Just from my own experience, many flatpak apps such as Steam, VSCode, or Kdenlive have a lot of issues, and many other flatpaks are maintained by third parties with poor quality control. This isn’t Silverblue/Kinoite’s fault, but it is still an issue that affects it. For certain machines where drivers aren’t included by default, it requires a lot more troubleshooting to install them compared to Linux Mint’s driver manager, or even just copying a few commands from the internet on a distro like Fedora.

communist ,
@communist@lemmy.frozeninferno.xyz avatar

Ah, the driver thing is mitigated by me doing the installation for them.

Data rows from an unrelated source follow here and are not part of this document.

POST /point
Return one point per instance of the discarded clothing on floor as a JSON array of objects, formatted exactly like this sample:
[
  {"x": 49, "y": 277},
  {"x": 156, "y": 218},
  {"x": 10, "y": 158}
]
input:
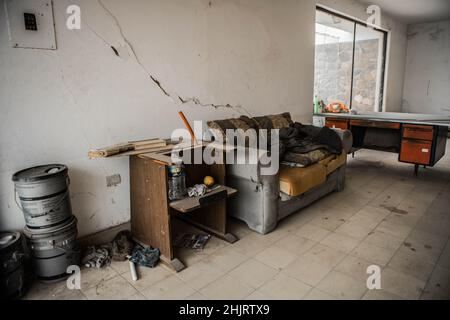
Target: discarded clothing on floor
[
  {"x": 197, "y": 191},
  {"x": 118, "y": 250},
  {"x": 96, "y": 257},
  {"x": 145, "y": 257}
]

As for flatpaks having issues, that makes sense, i try to stick to verified flatpaks and do tell them to avoid unverified ones. I just really haven’t had these problems, have you had them recently or historically?

ommorsi ,
@ommorsi@lemmy.ca avatar

It’s more of a historical problem, and I’ve always been able to solve it. Not everyone has the time or patience that I do though, especially when it involves changing permissions with flatseal. Overall though, the fedora atomic versions are solid, and it’s ok for beginners. It just adds a slight bit of complexity plus less resources for troubleshooting than linux mint or ubuntu.

Zink ,

Mint is my daily use OS at work, and will soon be taking over my windows machine at home that acts as a server.

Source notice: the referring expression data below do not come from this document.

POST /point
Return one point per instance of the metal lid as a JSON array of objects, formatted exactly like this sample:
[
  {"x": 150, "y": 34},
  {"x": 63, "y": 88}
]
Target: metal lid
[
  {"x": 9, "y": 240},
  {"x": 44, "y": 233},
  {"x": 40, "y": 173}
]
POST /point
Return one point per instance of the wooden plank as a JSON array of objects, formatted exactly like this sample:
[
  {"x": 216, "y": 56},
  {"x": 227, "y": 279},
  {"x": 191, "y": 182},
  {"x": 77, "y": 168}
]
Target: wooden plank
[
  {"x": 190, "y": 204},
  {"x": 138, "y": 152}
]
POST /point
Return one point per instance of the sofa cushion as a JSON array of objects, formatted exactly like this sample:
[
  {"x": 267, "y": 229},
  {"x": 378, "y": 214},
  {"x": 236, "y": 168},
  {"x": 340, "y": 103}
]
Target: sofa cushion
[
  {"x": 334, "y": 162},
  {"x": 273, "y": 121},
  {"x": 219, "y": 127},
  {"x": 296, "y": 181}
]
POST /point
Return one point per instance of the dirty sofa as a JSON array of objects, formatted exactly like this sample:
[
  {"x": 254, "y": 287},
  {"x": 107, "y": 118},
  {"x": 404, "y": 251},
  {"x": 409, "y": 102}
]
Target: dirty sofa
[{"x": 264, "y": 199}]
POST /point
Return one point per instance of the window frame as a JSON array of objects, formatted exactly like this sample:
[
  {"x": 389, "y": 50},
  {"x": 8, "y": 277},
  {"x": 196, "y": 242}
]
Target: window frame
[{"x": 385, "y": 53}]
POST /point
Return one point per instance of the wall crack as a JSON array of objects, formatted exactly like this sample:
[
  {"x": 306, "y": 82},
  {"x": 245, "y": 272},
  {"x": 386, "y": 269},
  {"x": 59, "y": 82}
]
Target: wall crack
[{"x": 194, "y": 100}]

I’m sure it’s a side effect of me being old and being busy all the damn time, but I love that it can literally be easier to install and use than windows, without losing any linux-ness. Big deal if it looks like I have a windows taskbar, I still have my screens taken up by Firefox, VSCode, terminal.

ModerateImprovement ,
@ModerateImprovement@sh.itjust.works avatar

Any Debian based distro is not really good to recommend for newbies, I think most beginners should start with Nobara linux, OpenSuse or if the PC is just for browsing the web a immutable distro(OpenSuse MicroOS, Fedora kryptonite,Elementary os,… Etc).

Clarification: The reason I don’t recommend Debian is that the package manager break things frequently.

LeFantome ,

Not sure what you are saying here.

Regular Mint is based on Ubuntu. It is perhaps the most user-friendly distro.

LMDE is Debian based but includes all the same user facing tools and features.

I do not use Mint ( not a newb ) but it is a great distribution and great for beginners.

drislands ,

I switched to Mint for my new PC a few months ago. There are a handful of games that don’t work on it, but they’re few and far between.

Defaced ,

My main issue with mint has always been the reluctance to use a newer package base. Fortunately I think that’s changing since they’re adopting Wayland support and have their edge iso now. Currently running bazzite and it’s pretty rock solid with a couple quirks, but I’ve always thought about going back to mint when they start updating their package base.